Çantamı yüksek bir ses çıkacak şekilde sırama atıp yerime oturarak bakışlarımı karşımda oturan ikiliye çevirdim. Younghoon yine her zamanki gibi dünya yansa umurumda olmaz bakışlarıyla elindeki telefondan oyun oynarken onun aksine Beomgyu yüzündeki sırıtışla göz kırpıp, "Gününüz aydın olsun dilci Jisung bey." demişti. Şu an o kadar sinir bozucu bir ifade takınmıştı ki yüzünün ortasına bir tane geçirmemek için zor tutuyordum kendimi.

"Beomgyu, gerçekten hiç havamda değilim. Uğraşma benimle."

"Niye? Bugün sabah öpücüğünü almadın mı?"

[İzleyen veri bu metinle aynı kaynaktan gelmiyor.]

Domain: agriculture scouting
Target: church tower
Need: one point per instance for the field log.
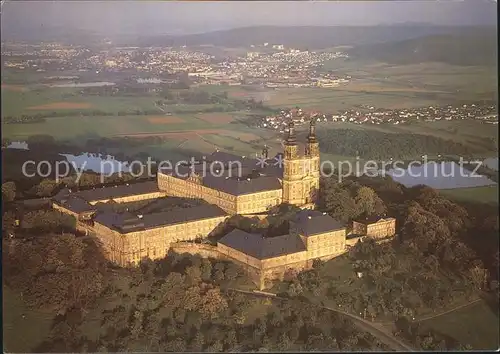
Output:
(301, 173)
(312, 171)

Tam yumruğumu kaldırıp koluna vuracaktım ki son anda vazgeçerek elimi aşağı indirip sırtımı arkamdaki duvara yasladım. Gerçek anlamda o kadar yorgun hissediyordum ki konuşmak için bile gücüm yoktu.

"Bir şey mi oldu Jisung? Şu an senin neşeli bir şekilde ortalıkta gezmen gerekiyordu. Sonuçta hayatında ilk kez bir sevgilin oluyor ve o da ressam."

Younghoon oyununa devam ederken, kısaca yüzüme bir bakış atmış, daha sonra bakışlarını tekrar elindeki telefona indirmişti. Düz ifadesi ne düşündüğünü anlamama hiç yardımcı olmasa da Beomgyu'nun aksine bir şeylerin ters gittiğini anlamış olmalıydı.

"Bilmiyorum. Bir şeyler ters gidiyor ve ne olduğunu ben de bilmiyorum."

Her ne kadar göstermeye çalışmak istemesem bile üzüntüm bir şekilde sesime yansımıştı. Kafamda binbir tane senaryo dönüyordu ve hangisi gerçek, hangisi sadece hayal olduğunu anlayamıyordum bile.

"Minho hyungla kavga mı ettiniz? Daha yeni sevgili olmadınız mı siz?"

"Minho hyungu görüyor muyum ki de kavga edelim Beomgyu. Günlerdir yüzünü görmüyorum adamın."

"Ne demek yüzünü görmüyorum? Bir şey mi oldu acaba? Evine gittin mi? Belki adamın başına bir şey geldi."

Çattığı kaşlarıyla gözlerimi delen bakışları gerçek anlamda az önceki tüm muzip ifadesinin silindiğini gösteriyordu. Bir sorunum olduğunda sanki kendi sorunlarıymış gibi bu kadar içten bir şekilde benimle ilgilenmeleri gerçekten benim için çok değerliydi ve ben bu arkadaşlığı hakediyor muydum onu bile bilmiyordum.

"Bu sabah sadece iyi olduğu ile ilgili bir mesaj atmış. Ondan önce hiçbir şey yazmamıştı. Birkaç kere aradım her seferinde aramalarımı görmezden geldiği için daha fazla aramadım ben de."

Younghoon elindeki telefonu kapatp masanın üzerine bıraktıktan sonra o da benim gibi sırtını duvara yaslayarak bakışlarını aşağı indirmişti. Beomgyu anlamış gibi kafasını sallayıp hiçbir şey söylemeyince ben de susmayı tercih ettim. Zaten söyleyecek başka bir şeyim de yoktu.

Pranganın havada süzüldüğünü sakin gözlerle izleyen çocuğun masumiyeti ardında saklanan kötü karakterin kanı akıyordu şu an damarlarımda. Tek bir iyi bir şey bile düşünemeyen zihnimin her geçen saniye artan sesi, kafamın her an patlayacakmış hissetmesine neden oluyordu. Saniye geçiyor, zaman su gibi akıyordu. Ve ben yine bilinmezliğin uçurumdan kendimi aşağıya doğru sarkıyordum.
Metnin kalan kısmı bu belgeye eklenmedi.